La competizione fra attori sociali è ormai caratteristica delle relazioni industriali italiane. Nella recente vicenda dei contratti a termine ci sono state divisioni sul fronte datoriale e su quello sindacale, mentre la vertenza dei metalmeccanici si è conclusa non solo con un accordo separato ma anche con uno sciopero intersindacale, cioè non tanto diretto contro l'impresa quanto concepito come forma di protesta nei confronti dei sindacati che hanno firmato con l'intento di delegittimarne la rappresentatività.

Il processo di modernizzazione delle nostre relazioni industriali procede dunque in modo traumatico ed è forse questo un prezzo comunque da pagare, almeno in questa fase. Ma bisogna anche riflettere sulle possibili regole che potranno essere utili per governare a regime un assetto di rapporti collettivi dove gli attori sociali siano frequentemente in concorrenza tra loro.

L'applicazione del nuovo contratto dei metalmeccanici non dovrebbe, da un punto di vista strettamente giuridico, sollevare troppi problemi. A meno che singoli lavoratori dissenzienti non manifestino in modo formale la volontà di rinunciare ai nuovi aumenti. É invece più probabile che si surriscaldi il clima in alcune aziende dove la componente Fiom delle Rsu farà valere il proprio dissenso. A quel punto si manifesterà in tutta la sua spettacolarità la fragilità di un sistema di relazioni industriali costruito sull'unità di azione delle tre maggiori confederazioni. É quindi necessario pensare fin d'ora a scenari evolutivi che evitino il dilagare di un conflitto senza regole.

L'esperienza comparata offre varie soluzioni in proposito. Si può intervenire sul sistema della rappresentanza, puntando ad una soluzione prevista per legge in senso maggioritario (Usa e, recentemente, Regno Unito) o proporzionale, con il vincolo di raggiungere maggioranze qualificate negli organismi unitari (Francia, Spagna). É anche possibile agire facendo perno su meccanismi di estensione erga omnes del contratto collettivo, rimettendosi al giudizio discrezionale del ministro del Lavoro (Francia e Germania).

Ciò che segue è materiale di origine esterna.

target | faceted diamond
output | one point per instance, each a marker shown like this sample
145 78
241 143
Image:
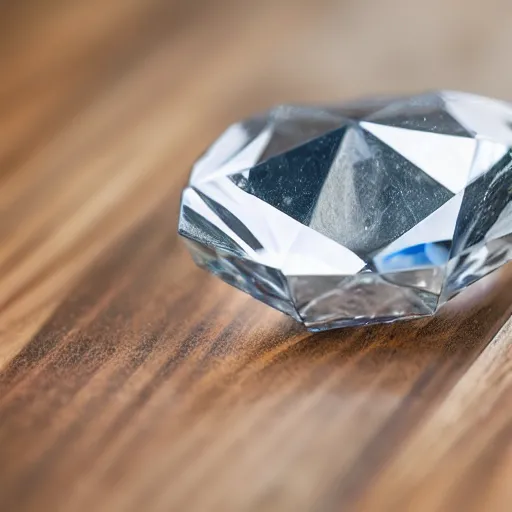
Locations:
373 211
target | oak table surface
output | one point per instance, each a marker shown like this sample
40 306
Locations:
132 381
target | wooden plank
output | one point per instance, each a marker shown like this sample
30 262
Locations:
129 379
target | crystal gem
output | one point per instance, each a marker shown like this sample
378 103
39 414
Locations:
368 212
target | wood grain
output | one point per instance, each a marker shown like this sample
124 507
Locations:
129 379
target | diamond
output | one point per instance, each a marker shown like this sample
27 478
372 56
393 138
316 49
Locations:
362 213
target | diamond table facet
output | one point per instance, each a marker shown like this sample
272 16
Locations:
370 212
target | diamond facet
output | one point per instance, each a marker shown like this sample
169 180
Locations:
370 212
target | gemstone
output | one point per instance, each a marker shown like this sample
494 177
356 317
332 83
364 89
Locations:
373 211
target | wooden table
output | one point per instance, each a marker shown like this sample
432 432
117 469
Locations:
130 380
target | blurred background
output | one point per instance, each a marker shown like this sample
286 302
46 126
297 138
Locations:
235 56
104 105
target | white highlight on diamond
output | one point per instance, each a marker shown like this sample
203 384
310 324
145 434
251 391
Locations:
346 216
445 158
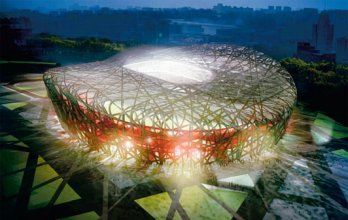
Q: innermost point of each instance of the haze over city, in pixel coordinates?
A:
(74, 4)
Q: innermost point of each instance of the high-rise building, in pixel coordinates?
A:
(323, 34)
(342, 50)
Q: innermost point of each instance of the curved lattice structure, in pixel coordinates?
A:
(206, 102)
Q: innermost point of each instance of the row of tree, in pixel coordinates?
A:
(323, 86)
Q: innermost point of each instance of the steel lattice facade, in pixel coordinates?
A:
(231, 103)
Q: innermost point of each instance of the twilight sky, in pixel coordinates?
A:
(58, 4)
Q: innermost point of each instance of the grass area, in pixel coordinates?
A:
(197, 204)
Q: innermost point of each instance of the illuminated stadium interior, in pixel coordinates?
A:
(206, 103)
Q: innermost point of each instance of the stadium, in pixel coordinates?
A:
(207, 103)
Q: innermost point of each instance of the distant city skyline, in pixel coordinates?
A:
(121, 4)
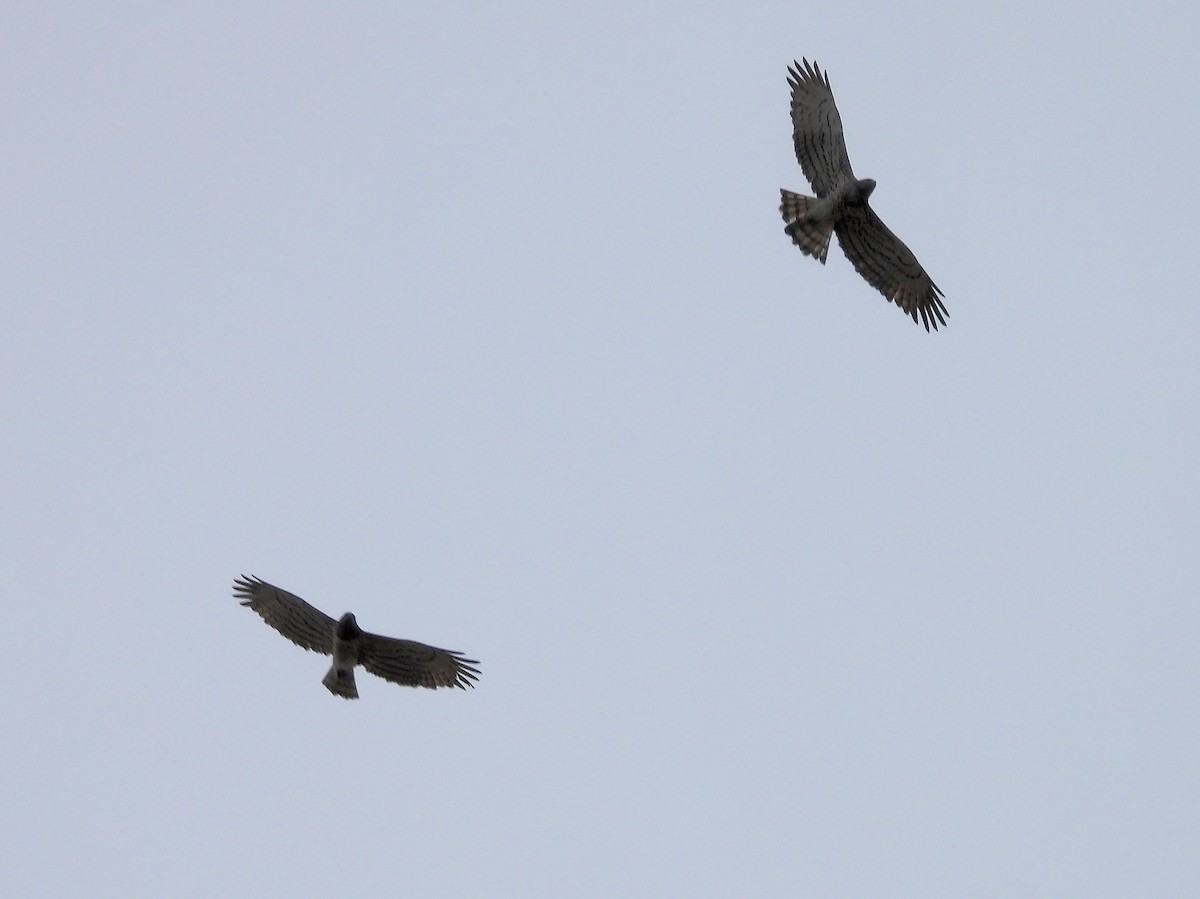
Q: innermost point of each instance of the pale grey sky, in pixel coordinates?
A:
(483, 324)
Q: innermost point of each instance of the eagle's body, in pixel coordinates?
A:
(841, 207)
(402, 661)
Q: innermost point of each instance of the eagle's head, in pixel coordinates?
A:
(348, 628)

É molto interessante il modello tedesco, laddove prevede l'efficacia generalizzata del contratto collettivo stipulato da un'associazione datoriale che organizzi un numero di imprese tale a sua volta da comprendere la maggioranza dei dipendenti destinatari finali del negoziato stesso.

Tutti questi meccanismi perseguono una finalità comune, quella di evitare scioperi originati dalla contrapposizione fra organizzazioni sindacali in concorrenza tra loro più che in conflitto con la controparte datoriale. Scioperi di questo tipo sono peraltro vietati in Nord America e nel Regno Unito in quanto si ritiene che non possano rientrare nella nozione generale di conflitto industriale. Anche in Francia, dove pure il rapporto fra Cgt e Cfdt ricorda i toni esasperati che oggi contrappongono Cgil e Cisl, le regole del gioco sono chiare: il contratto aziendale vincola tutti i lavoratori anche se firmato da un solo sindacato, mentre l'altro può opporre il veto solo se ha conquistato alle elezioni dei rappresentanti la maggioranza assoluta.

Difficile prevedere quali scenari regolatori si potrebbero evolvere in Italia. La Cgil sembra insistere su una legge che regoli le Rsu ma questa soluzione è stata forse irrimediabilmente bruciata dalle evidenti incostituzionalità di cui soffriva la proposta discussa durante la scorsa legislatura. Forse sarebbe più utile pensare al referendum su cui la stessa Cgil ha fatto interessanti aperture, almeno per quanto riguarda lo scioperi nei trasporti. Ma par di capire che la Cisl non condividerà quest'impostazione, fedele alla soluzione contrattualista che rafforzi le Rsu senza agitare troppo le acque dei lavoratori rappresentati.
Ormai la revisione del protocollo 23 luglio 1993 (e del Patto di Natale 1998) appare inevitabile. Troppi problemi si stanno accumulando per non dover concludere che è ora di metter mano alla nostra "costituzione delle relazioni industriali". Occorre un nuovo patto costituzionale fra le parti sociali che escluda il ricorso allo sciopero per dimostrare il livello di rappresentatività dei singoli attori. Occorre trovare meccanismi di rilevazione del consenso (o dissenso) meno traumatici. Anche una nuova intesa concertativa potrebbe essere la fonte più opportuna per stabilire poche regole: nessun sindacato ha diritto di veto, ma tutti i sindacati devono rendere conto della propria rappresentatività. Non dimentichiamo che con il referendum di qualche hanno fa gli italiani hanno manifestato contrarietà a presumere della rappresentatività dei sindacati confederali.